For the past year, Tracy Dobbins has been crafting an idea. An idea that entailed incorporating her art into the city of Memphis while also encouraging creativity. That’s when “Color Me Memphis” came to life. A Memphis inspired coloring book page, Dobbins wanted something that kids and adults could enjoy and recognize. She designs and draws the pages herself, with recognizable faces and images like Jerry Lawler, the Pyramid, and the Mid-South Coliseum. Pick up one of these pages in coffee shops or various locations around town.
C901: What made you want to start Color Me Memphis?
TD: “I have a degree in art, but like so many other creative types, art isn’t how I make a living. I found myself in a bit of an artistic rut because after working all day it can be difficult to find the energy to go into the studio and be productive. I was also a little bored with the idea of creating art just to be sold and then viewed by only a select few people. I wanted a project that would encourage creativity, be accessible to a wide array of people, and incorporate a large dose of playfulness.”
C901: What all does Color Me Memphis entail?

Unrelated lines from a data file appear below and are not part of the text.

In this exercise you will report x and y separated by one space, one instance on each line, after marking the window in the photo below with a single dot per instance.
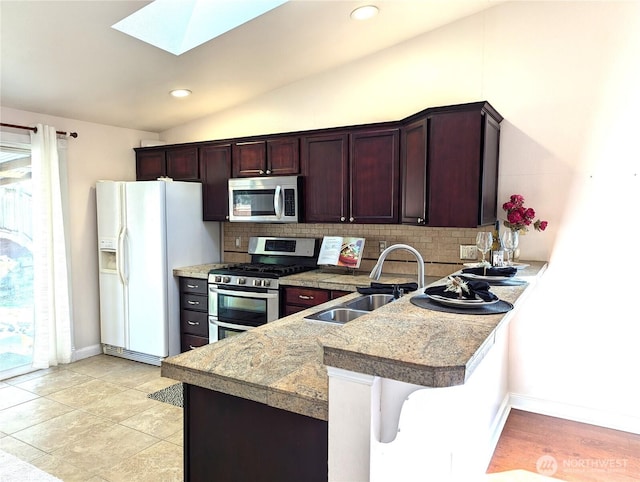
16 260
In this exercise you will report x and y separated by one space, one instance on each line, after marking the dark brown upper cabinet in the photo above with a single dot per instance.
351 176
178 163
324 162
449 163
271 157
374 169
215 169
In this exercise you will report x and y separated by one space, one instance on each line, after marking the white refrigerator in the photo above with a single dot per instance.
145 230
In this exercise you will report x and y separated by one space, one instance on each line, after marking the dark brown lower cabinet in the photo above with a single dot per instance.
232 439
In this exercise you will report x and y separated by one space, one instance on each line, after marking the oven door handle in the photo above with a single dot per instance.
244 294
231 326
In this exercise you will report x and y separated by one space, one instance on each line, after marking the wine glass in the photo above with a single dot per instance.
510 244
484 240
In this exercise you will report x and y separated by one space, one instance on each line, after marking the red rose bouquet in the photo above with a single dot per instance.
519 217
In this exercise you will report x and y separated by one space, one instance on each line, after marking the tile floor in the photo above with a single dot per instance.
92 421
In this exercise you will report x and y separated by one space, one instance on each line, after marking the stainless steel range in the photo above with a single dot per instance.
246 295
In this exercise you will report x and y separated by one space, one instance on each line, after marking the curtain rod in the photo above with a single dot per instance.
35 129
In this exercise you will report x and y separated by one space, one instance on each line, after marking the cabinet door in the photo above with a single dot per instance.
374 177
249 159
324 167
182 164
215 168
455 161
413 155
150 165
489 205
283 156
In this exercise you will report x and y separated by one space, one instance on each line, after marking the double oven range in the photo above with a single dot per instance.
246 295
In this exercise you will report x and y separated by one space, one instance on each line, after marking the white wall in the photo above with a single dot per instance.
99 152
565 76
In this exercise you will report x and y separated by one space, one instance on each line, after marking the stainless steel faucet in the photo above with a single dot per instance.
377 269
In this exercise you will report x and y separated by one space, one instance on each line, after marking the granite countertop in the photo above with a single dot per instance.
283 363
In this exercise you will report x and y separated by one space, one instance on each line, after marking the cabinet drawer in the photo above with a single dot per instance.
191 342
193 302
193 285
194 323
306 296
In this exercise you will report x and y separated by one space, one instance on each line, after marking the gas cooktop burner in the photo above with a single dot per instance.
264 270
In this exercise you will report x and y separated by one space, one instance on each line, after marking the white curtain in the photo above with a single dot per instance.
52 318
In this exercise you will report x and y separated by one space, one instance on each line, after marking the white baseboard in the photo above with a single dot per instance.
87 352
498 424
576 413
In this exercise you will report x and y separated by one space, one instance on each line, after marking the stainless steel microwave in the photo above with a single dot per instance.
272 199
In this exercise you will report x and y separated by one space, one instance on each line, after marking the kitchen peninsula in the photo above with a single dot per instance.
287 368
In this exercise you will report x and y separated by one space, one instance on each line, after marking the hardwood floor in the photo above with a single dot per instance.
566 450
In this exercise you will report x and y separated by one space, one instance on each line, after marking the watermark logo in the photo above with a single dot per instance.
547 465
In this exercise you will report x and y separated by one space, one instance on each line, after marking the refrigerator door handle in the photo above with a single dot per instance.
122 254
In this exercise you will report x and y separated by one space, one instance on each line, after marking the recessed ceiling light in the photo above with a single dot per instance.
364 13
180 92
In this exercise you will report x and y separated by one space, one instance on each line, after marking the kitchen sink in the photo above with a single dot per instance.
351 309
369 302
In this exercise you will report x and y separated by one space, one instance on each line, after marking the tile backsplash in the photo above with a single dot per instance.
440 247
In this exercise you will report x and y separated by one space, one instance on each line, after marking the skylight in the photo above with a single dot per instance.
181 25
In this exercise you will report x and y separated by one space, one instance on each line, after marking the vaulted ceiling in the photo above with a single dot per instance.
62 58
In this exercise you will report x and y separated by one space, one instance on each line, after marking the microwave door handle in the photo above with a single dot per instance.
277 202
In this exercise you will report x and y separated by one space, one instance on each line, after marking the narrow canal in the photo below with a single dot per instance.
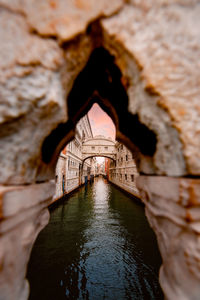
98 245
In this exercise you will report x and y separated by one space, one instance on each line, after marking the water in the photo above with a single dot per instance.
98 245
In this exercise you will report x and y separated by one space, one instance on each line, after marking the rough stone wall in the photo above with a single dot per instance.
43 50
44 46
123 172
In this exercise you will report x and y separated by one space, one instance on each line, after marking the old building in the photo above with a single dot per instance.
70 173
123 171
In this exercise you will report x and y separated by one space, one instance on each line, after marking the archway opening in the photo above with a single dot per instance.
101 82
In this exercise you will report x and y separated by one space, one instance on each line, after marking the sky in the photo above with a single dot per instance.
101 124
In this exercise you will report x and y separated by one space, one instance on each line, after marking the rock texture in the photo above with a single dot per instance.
23 214
44 46
61 18
157 47
172 206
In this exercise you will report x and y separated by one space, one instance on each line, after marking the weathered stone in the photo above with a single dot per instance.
24 215
157 48
172 206
35 78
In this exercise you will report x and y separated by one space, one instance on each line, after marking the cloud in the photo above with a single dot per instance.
100 122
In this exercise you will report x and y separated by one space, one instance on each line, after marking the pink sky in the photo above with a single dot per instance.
100 122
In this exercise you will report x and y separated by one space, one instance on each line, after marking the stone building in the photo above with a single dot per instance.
139 60
123 171
69 171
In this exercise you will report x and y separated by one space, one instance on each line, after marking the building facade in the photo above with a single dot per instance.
70 173
122 171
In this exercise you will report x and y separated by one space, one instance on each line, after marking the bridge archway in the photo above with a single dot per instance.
149 112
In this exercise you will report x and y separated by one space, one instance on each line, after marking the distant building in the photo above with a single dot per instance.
123 171
68 169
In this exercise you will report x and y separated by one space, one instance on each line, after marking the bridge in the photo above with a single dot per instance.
98 146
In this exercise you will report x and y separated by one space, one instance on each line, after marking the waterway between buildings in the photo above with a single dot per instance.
97 245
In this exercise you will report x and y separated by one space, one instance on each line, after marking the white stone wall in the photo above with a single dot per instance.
123 171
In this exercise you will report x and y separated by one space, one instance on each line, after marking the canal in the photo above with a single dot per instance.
98 245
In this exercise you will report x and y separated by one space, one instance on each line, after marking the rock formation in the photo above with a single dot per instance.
154 47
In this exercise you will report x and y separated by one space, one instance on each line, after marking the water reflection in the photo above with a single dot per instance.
98 245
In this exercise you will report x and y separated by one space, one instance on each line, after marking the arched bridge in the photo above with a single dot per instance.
98 146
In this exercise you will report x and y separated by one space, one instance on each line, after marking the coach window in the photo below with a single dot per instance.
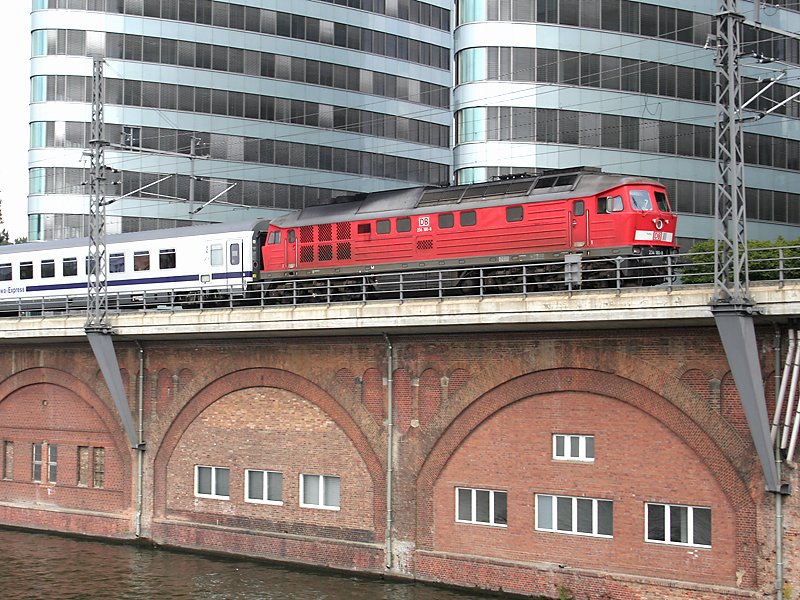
513 213
69 267
26 270
116 263
216 255
166 259
48 268
141 260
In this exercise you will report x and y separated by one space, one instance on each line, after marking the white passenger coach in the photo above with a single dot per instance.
180 264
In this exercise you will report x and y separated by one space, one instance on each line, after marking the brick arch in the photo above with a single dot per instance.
271 378
598 383
63 379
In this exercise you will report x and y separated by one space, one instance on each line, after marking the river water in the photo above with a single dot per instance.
49 567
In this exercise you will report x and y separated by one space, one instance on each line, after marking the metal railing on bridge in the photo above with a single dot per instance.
573 274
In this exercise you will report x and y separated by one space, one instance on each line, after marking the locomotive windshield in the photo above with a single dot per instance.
640 200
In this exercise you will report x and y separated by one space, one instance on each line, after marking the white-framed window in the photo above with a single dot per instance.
482 507
575 515
263 487
578 448
212 482
678 524
36 472
320 491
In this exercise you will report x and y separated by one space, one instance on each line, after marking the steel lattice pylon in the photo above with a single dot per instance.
731 277
97 301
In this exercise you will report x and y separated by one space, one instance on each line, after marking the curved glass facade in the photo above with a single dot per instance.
265 109
629 87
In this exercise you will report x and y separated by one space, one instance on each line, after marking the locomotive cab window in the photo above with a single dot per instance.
48 268
69 267
468 218
513 213
609 204
640 200
166 259
26 270
141 260
661 202
116 263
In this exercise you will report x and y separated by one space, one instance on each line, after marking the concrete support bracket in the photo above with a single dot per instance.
735 326
103 348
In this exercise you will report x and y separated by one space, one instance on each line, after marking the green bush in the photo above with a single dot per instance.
763 261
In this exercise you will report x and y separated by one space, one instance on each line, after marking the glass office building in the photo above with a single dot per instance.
627 86
240 107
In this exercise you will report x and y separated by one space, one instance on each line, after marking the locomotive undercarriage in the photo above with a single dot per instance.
573 273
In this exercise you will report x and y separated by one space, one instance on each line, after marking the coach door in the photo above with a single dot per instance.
235 262
579 226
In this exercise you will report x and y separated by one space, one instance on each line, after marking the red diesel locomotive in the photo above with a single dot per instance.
500 223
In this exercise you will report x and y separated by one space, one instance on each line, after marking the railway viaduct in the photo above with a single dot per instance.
419 439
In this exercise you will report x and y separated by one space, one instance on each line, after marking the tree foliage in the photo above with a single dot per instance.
766 259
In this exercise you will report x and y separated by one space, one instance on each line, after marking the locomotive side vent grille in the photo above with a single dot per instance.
343 231
325 232
343 251
307 234
307 254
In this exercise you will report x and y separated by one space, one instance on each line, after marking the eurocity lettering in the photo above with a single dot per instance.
12 290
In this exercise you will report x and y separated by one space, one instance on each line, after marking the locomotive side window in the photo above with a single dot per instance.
116 263
26 270
609 204
69 267
661 201
513 213
468 218
48 268
141 260
166 259
640 200
216 255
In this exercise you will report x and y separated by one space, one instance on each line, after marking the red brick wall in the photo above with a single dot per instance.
474 409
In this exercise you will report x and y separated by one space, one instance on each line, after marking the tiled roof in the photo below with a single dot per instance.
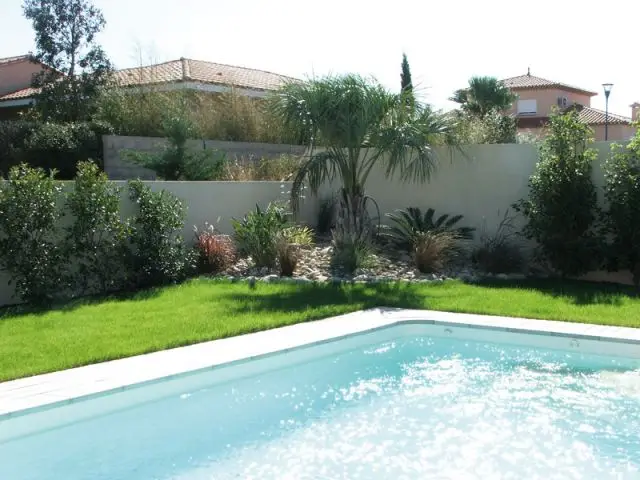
532 82
187 70
593 116
19 58
20 94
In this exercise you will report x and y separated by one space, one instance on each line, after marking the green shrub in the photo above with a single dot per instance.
257 234
433 249
29 238
499 252
51 146
96 240
622 219
407 226
158 254
13 134
495 127
562 205
177 161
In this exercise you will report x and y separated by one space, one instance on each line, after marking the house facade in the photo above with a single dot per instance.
538 97
16 76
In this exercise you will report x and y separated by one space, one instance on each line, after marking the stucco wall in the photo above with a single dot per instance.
213 202
119 169
479 183
617 133
547 99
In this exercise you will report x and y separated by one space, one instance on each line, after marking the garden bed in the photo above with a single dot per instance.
314 265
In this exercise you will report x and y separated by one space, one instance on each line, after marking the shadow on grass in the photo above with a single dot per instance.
301 298
578 292
12 311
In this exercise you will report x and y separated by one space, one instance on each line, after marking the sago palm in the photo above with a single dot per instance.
356 125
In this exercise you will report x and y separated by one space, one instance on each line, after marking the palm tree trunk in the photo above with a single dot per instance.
353 222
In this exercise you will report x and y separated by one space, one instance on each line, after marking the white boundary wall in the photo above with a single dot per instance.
479 183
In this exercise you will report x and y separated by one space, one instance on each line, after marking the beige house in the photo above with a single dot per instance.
537 97
16 75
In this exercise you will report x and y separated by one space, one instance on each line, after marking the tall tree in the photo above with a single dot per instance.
405 77
359 126
484 95
65 33
406 84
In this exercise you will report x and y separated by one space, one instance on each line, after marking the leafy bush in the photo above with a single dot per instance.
622 219
433 249
288 245
499 252
408 225
29 242
13 134
158 254
51 146
257 234
96 241
216 252
177 161
562 204
288 255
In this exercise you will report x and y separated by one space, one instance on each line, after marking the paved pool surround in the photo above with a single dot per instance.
41 392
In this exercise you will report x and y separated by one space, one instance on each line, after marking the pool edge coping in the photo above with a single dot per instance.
26 395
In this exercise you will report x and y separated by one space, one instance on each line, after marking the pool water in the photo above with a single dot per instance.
411 407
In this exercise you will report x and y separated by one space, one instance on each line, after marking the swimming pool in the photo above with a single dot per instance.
407 401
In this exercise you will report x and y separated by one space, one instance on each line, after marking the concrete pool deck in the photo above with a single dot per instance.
18 397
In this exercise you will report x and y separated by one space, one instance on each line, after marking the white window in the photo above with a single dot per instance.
527 107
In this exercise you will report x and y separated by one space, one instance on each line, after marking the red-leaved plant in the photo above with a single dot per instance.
217 252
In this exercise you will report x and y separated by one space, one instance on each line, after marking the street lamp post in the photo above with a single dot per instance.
607 90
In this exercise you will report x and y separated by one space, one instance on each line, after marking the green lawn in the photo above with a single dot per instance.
86 332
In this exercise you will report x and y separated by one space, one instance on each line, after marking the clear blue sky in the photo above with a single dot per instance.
572 41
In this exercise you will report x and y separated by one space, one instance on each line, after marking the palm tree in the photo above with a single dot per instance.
484 95
354 125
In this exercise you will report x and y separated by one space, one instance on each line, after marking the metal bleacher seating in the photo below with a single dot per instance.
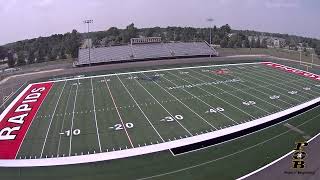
144 51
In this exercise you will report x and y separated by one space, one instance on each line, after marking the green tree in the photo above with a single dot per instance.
72 43
224 42
3 52
246 43
264 43
21 58
31 57
252 43
258 43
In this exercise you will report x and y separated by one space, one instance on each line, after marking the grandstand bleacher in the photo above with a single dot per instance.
144 51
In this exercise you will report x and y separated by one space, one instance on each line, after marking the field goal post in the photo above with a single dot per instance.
307 65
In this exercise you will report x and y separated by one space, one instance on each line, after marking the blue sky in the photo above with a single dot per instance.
23 19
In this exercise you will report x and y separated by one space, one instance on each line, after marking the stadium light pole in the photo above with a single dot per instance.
88 22
210 20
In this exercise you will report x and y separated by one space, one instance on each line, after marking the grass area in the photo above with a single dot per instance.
159 95
272 52
215 161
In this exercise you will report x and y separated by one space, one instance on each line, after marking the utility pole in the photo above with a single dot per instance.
210 20
88 22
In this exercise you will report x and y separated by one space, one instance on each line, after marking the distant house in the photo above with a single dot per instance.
86 43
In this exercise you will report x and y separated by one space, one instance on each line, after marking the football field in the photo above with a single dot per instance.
118 112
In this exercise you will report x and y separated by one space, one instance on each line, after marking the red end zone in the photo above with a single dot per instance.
17 118
293 70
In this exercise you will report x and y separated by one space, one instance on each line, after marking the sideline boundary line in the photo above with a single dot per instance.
155 70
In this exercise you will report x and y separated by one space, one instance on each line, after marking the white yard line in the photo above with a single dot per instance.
291 76
183 104
95 116
52 116
115 105
233 88
266 87
11 95
256 96
155 70
74 106
198 97
164 108
62 126
152 148
141 110
252 96
232 154
256 74
226 92
13 103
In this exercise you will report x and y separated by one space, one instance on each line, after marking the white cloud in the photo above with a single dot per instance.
282 4
7 5
43 3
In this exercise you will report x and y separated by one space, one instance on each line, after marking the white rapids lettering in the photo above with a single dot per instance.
295 71
18 120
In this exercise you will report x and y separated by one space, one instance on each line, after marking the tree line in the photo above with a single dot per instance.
62 46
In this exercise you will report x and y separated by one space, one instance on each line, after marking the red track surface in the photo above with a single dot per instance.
15 124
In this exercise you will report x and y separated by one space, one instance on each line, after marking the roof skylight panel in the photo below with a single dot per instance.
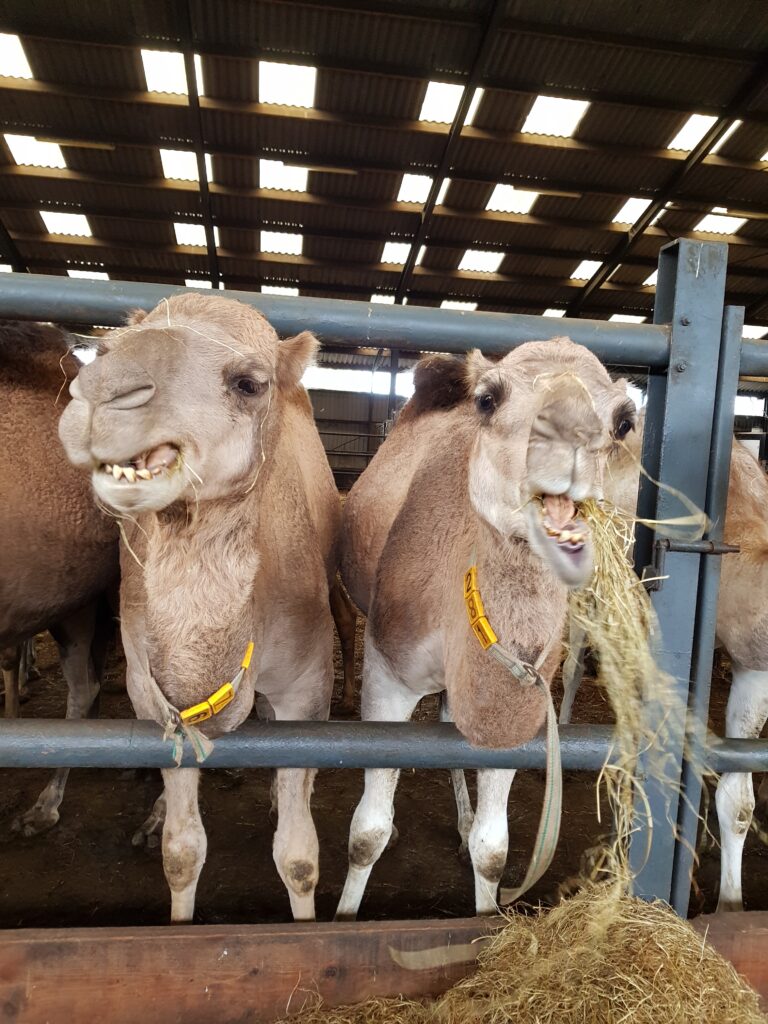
28 152
692 132
66 223
194 235
13 62
754 331
289 85
279 290
719 222
181 165
586 269
395 252
164 72
274 174
507 199
285 243
414 188
89 274
481 261
550 116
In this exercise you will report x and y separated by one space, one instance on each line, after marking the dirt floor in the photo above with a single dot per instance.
85 871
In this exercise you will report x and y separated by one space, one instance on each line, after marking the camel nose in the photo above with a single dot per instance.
117 381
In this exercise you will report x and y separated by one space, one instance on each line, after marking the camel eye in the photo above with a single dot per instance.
623 428
247 386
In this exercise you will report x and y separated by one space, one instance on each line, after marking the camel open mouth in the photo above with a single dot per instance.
160 461
560 537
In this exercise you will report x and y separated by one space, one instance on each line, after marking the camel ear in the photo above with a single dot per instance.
294 355
476 366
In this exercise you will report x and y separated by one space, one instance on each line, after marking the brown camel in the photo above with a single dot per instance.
196 430
484 467
59 550
741 629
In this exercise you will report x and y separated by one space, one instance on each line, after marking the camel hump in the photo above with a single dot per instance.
439 383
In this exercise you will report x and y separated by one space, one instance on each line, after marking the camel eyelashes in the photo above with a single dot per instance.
246 385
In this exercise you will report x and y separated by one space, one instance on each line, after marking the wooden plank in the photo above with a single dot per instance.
256 973
211 973
741 938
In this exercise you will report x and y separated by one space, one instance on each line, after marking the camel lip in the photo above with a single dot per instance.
144 467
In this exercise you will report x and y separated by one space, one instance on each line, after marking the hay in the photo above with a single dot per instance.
593 960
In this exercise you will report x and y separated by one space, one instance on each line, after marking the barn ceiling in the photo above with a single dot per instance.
316 198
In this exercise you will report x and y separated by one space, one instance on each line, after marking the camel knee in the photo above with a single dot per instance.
735 804
183 855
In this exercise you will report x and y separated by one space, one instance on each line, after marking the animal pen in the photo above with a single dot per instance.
693 355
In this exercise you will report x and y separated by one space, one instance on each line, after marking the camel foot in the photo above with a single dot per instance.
35 821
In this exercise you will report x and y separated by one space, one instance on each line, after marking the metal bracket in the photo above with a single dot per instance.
652 576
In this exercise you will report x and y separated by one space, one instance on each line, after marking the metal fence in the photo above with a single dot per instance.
693 354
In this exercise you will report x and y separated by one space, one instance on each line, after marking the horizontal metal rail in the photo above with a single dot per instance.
128 743
44 297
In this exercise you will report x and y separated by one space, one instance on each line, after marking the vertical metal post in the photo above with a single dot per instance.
394 356
689 298
709 585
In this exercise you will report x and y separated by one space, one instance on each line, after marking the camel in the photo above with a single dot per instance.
484 466
741 629
195 429
59 550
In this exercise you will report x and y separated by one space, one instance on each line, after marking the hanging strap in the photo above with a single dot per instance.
527 675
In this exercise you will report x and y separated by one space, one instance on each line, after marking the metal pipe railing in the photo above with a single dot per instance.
65 300
129 743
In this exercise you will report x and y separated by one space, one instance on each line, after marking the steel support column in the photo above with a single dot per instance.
689 297
709 585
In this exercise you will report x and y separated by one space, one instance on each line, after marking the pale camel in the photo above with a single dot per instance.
59 551
741 629
196 430
484 464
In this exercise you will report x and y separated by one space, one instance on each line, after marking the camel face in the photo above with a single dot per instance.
174 409
549 415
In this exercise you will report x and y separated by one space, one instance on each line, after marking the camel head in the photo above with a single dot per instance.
548 416
178 404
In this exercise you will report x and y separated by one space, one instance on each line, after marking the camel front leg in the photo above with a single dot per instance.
572 672
74 637
744 718
488 838
184 843
385 698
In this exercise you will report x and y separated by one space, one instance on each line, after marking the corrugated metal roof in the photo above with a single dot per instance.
645 68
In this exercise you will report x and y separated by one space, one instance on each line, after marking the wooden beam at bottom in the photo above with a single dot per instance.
257 973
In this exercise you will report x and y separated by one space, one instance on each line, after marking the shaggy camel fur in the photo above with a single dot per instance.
484 464
196 430
59 551
741 629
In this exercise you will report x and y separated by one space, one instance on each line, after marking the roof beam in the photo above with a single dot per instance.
291 265
26 20
183 18
751 90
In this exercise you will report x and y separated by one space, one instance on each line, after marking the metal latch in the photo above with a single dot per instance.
652 574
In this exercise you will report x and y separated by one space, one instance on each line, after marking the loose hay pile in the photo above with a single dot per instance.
599 956
596 958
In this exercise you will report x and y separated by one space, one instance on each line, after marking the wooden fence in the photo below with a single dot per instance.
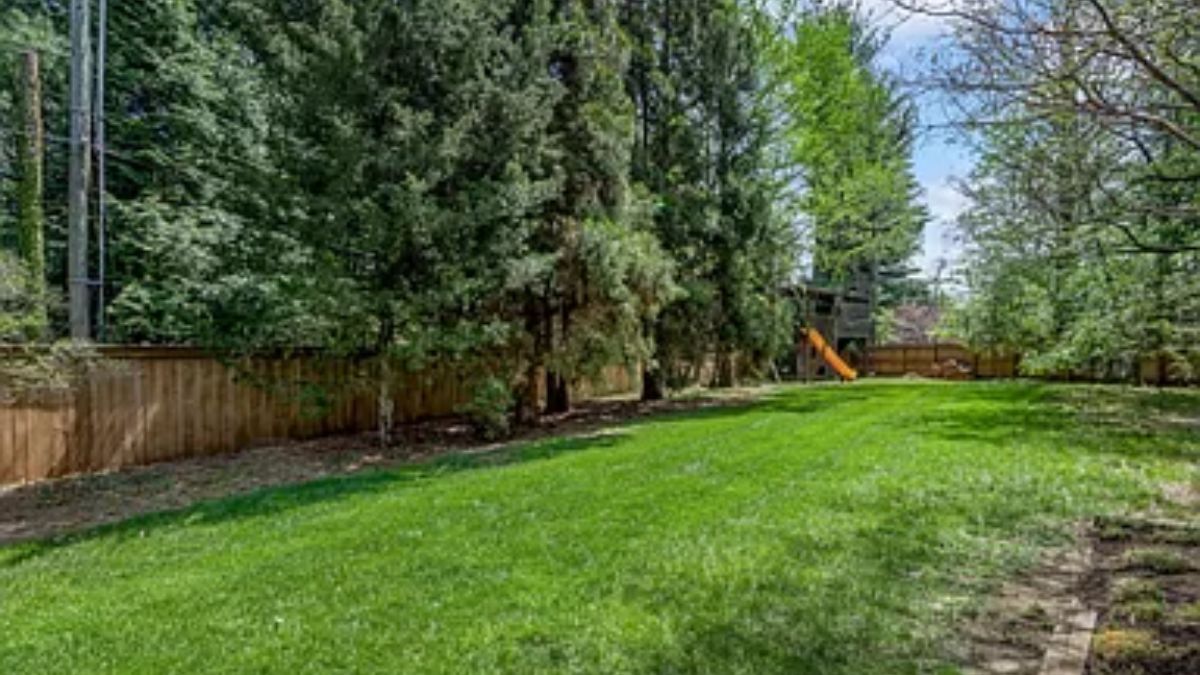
941 360
148 405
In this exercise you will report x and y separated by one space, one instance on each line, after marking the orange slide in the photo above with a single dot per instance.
829 354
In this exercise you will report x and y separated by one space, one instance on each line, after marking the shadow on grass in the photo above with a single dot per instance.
271 501
276 500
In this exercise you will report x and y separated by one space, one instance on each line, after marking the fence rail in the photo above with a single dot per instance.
149 405
941 360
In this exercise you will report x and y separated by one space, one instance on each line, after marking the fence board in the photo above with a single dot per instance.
148 405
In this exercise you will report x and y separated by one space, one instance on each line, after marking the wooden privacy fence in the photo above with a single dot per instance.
148 405
941 360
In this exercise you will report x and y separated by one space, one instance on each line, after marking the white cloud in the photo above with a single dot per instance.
945 201
907 28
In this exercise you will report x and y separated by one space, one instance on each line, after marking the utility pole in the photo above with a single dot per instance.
79 171
31 217
101 205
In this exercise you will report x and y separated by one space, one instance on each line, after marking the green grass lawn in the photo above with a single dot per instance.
823 530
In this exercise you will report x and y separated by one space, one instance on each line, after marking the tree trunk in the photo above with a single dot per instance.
652 384
31 230
558 393
387 404
724 376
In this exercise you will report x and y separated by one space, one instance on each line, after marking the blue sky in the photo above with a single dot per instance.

TD: “It is a very hand-crafted, low tech operation. Each month I have a different Memphis-inspired coloring book page. I draw the design by hand, scan the drawing, and then do final layout on my computer. Then I print the pages and spend one day a month assembling them into pads. In a world full of mass-produced goods and digital media, I think it’s refreshing to come in contact with anything created by hand. The pads get distributed around town to random places like coffee shops, telephone poles, etc.”
C901: How do you come up with what to create for the coloring book page?
TD: “I’m inspired by just living in Memphis and taking notice of the little things that make the city unique. I love older buildings, hand-painted signs, and the fact that you can get great Asian food at gas stations.”
C901: What do you hope to accomplish with Color Me Memphis?
TD: “I hope to provide a healthy serving of creativity and silliness into people’s lives. There is no reason that coloring should only be for kids. A lot of people are intimidated by the notion of being creative because they think they lack the technical skills, but art doesn’t need to be technically perfect to be enjoyable. I love seeing the inventive things children do when coloring or drawing. We should all be that fearless and free.”
C901: What do you like best about living in the city of Memphis?
TD: “I love that Memphis revels in its grittiness and imperfections. It’s a city that is not afraid to color outside the lines.”